Points forts:
Une nouvelle autorité qui fonctionnerait sous la tutelle du Cabinet du Premier ministre. Planifie un service de guichet unique et une plateforme numérique pour les investisseurs. La loi actuelle régissant les trois agences serait abrogée.
L’Autorité de développement des investissements du Bangladesh (BIDA), l’Autorité de la zone économique du Bangladesh (BEZA) et l’Autorité de partenariat public-privé (PPPA) seront fusionnées.
Pour atteindre cet objectif, le Bangladesh Investment Bill 2026 a été adopté par le Parlement hier (15 juillet). Il entrera en vigueur à partir de la date précisée par le gouvernement dans le journal officiel.
À peu près au même moment, Invest Bangladesh sera officiellement lancé sous une nouvelle identité, selon un communiqué de presse.
Une fois la loi entrée en vigueur, le Bangladesh Investment Board fonctionnera comme la première agence de développement des investissements du pays, sous la tutelle du bureau du Premier ministre, a indiqué le ministère.
L’objectif est de rendre les services aux investisseurs plus simples, plus rapides et plus coordonnés, tout en regroupant les fonctions de promotion des investissements, de gestion des zones industrielles et de partenariat public-privé dans un cadre institutionnel unique.

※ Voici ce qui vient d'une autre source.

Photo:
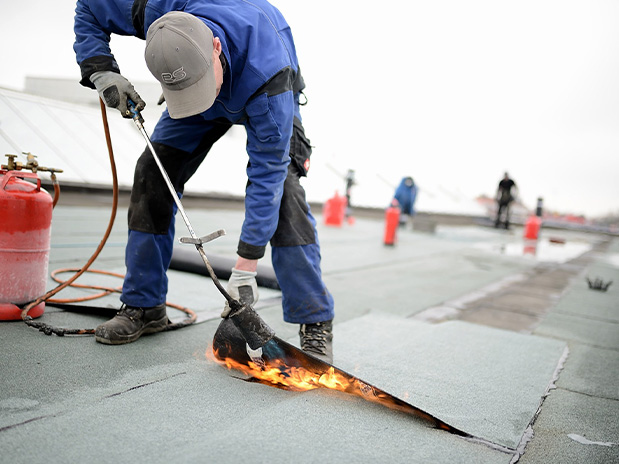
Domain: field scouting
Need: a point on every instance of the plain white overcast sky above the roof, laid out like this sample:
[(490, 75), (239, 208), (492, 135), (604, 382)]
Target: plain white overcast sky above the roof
[(451, 92)]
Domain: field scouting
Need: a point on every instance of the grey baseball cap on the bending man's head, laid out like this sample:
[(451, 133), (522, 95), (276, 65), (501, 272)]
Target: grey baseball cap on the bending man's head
[(179, 53)]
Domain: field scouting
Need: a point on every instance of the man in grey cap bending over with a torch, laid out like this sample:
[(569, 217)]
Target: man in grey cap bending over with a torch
[(219, 63)]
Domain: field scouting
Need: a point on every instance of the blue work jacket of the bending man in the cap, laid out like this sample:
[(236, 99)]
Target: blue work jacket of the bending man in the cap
[(260, 88)]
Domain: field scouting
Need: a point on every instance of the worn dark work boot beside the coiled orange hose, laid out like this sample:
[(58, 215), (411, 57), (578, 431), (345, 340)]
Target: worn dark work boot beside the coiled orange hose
[(130, 323)]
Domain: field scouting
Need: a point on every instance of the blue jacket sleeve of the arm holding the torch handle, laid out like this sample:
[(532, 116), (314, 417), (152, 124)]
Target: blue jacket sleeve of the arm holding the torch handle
[(92, 40)]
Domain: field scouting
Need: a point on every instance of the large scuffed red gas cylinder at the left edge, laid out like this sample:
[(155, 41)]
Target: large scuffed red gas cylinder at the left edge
[(25, 228)]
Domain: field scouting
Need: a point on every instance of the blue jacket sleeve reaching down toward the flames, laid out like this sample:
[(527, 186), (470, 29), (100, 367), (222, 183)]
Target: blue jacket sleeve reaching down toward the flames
[(269, 129)]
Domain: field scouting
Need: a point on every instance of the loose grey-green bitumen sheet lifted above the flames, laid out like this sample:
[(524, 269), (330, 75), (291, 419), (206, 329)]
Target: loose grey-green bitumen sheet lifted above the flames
[(457, 370)]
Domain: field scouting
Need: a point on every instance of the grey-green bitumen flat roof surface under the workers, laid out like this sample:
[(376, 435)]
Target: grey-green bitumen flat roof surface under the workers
[(401, 325)]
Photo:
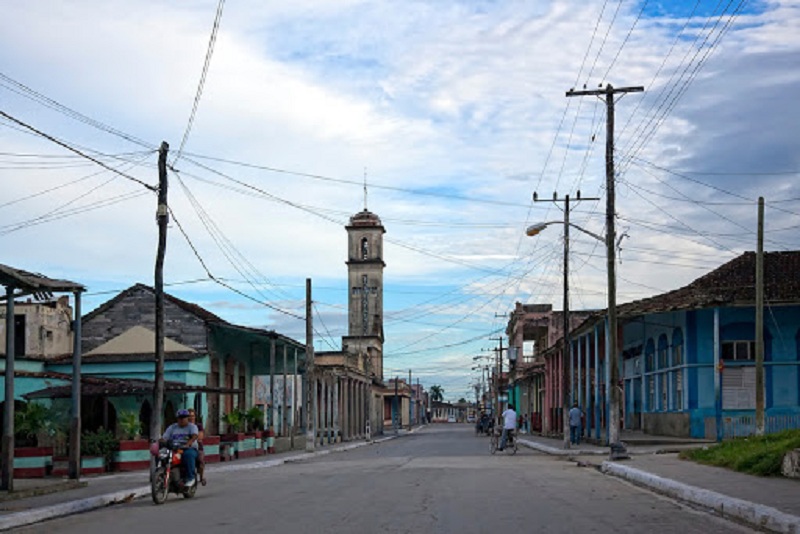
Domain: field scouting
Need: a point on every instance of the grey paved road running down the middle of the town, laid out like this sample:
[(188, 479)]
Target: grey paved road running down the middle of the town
[(441, 479)]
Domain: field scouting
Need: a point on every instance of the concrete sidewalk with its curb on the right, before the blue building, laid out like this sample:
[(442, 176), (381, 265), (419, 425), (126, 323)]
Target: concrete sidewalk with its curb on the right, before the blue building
[(771, 504)]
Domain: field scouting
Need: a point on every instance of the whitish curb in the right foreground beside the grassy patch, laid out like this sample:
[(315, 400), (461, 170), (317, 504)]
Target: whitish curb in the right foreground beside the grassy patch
[(752, 514)]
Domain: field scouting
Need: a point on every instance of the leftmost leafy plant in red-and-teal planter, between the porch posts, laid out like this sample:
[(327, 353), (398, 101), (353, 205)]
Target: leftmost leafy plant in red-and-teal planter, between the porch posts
[(30, 422)]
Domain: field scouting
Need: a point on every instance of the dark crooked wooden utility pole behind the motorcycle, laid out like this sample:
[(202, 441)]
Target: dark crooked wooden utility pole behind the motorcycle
[(162, 217)]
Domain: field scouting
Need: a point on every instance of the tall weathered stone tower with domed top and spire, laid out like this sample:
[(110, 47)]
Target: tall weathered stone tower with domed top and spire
[(365, 276)]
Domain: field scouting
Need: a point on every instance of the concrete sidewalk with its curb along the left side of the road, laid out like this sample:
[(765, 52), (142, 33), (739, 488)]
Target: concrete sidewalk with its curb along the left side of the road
[(105, 490)]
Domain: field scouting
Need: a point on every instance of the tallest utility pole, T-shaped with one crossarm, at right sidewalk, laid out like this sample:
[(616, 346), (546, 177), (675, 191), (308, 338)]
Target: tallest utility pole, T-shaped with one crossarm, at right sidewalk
[(612, 357)]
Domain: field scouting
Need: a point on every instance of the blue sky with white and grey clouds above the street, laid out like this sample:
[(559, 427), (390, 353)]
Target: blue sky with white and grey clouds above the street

« Nous apprécions l’accent clairement mis par le gouvernement sur les initiatives qui peuvent avoir un impact réel sur l’attraction des investissements privés, le soutien aux investisseurs et le plaidoyer politique. Pour attirer les investissements dont le Bangladesh a besoin pour la croissance et la création d’emplois, les investisseurs ont besoin d’un véritable cadre de services à guichet unique. Un tel véhicule d’investissement intégré est recommandé par les investisseurs nationaux et internationaux depuis de nombreuses années. «
« La CNUCED a également recommandé cette intégration après avoir examiné les progrès des réformes de l’environnement des affaires au Bangladesh. Nous pensons qu’Invest Bangladesh sera en mesure de servir les investisseurs plus efficacement et de présenter plus fortement la proposition de valeur du Bangladesh dans un environnement d’investissement mondial compétitif », a déclaré Ashiq Chaudhry, président exécutif de Vida & Beza et directeur général de PPPA.
Le communiqué indique que l’adoption du projet de loi sur l’investissement au Bangladesh est une étape importante vers la mise en œuvre du plan de 180 jours du gouvernement annoncé en mars 2026 pour améliorer l’environnement propice aux affaires. Renforcer le cadre des services d’investissement pour soutenir l’augmentation des investissements nationaux et internationaux, l’accélération de l’industrialisation, l’élargissement des partenariats public-privé et la création d’emplois.
Il a ajouté que sous cette nouvelle autorité, les approbations liées aux investissements, les enregistrements, les processus d’importation et d’exportation, les incitations, le développement des zones industrielles et les services gouvernementaux associés seront coordonnés plus efficacement.
La loi prévoit également des procédures de guichet unique, des services à guichet unique, la numérisation des processus d’approbation et de licence, ainsi que l’intégration des services liés aux investissements et aux entreprises dans une plate-forme numérique unique, indique le communiqué.
Les principales caractéristiques du projet de loi sur l’investissement du Bangladesh comprennent des dispositions qui regroupent les zones industrielles, les zones économiques et les zones de libre-échange déclarées dans un cadre intégré. Définir les procédures et les calendriers de licences, d’approbations et de prestation de services. Clarifier le cadre d’approbation des projets PPP. Permettre une approbation simplifiée des petits projets PPP par l’intermédiaire des ministères ou départements concernés. Rendre les terres, les installations, les stocks et les droits gouvernementaux inutilisés disponibles à des fins productives. Consolidez tous les services d’investissement et liés aux entreprises sur une seule plateforme numérique.
Le communiqué indique également que le projet de loi contribuera à réduire les incohérences politiques dans le développement des investissements, à éviter les doubles emplois et les doubles emplois entre les agences gouvernementales et à renforcer la coordination entre les départements concernés. Cela ouvre la voie à un cadre de gestion intégrée des investissements conforme aux normes internationales et aux meilleures pratiques mondiales.
Une fois que le projet de loi sur l’investissement du Bangladesh entrera en vigueur, la loi de 2016 sur l’Autorité de développement des investissements du Bangladesh, la loi de 2010 sur les zones économiques du Bangladesh, la loi de 2015 sur les partenariats public-privé et la loi de 2018 sur les services à guichet unique seront abrogées et les obligations connexes seront intégrées dans l’investissement du Bangladesh.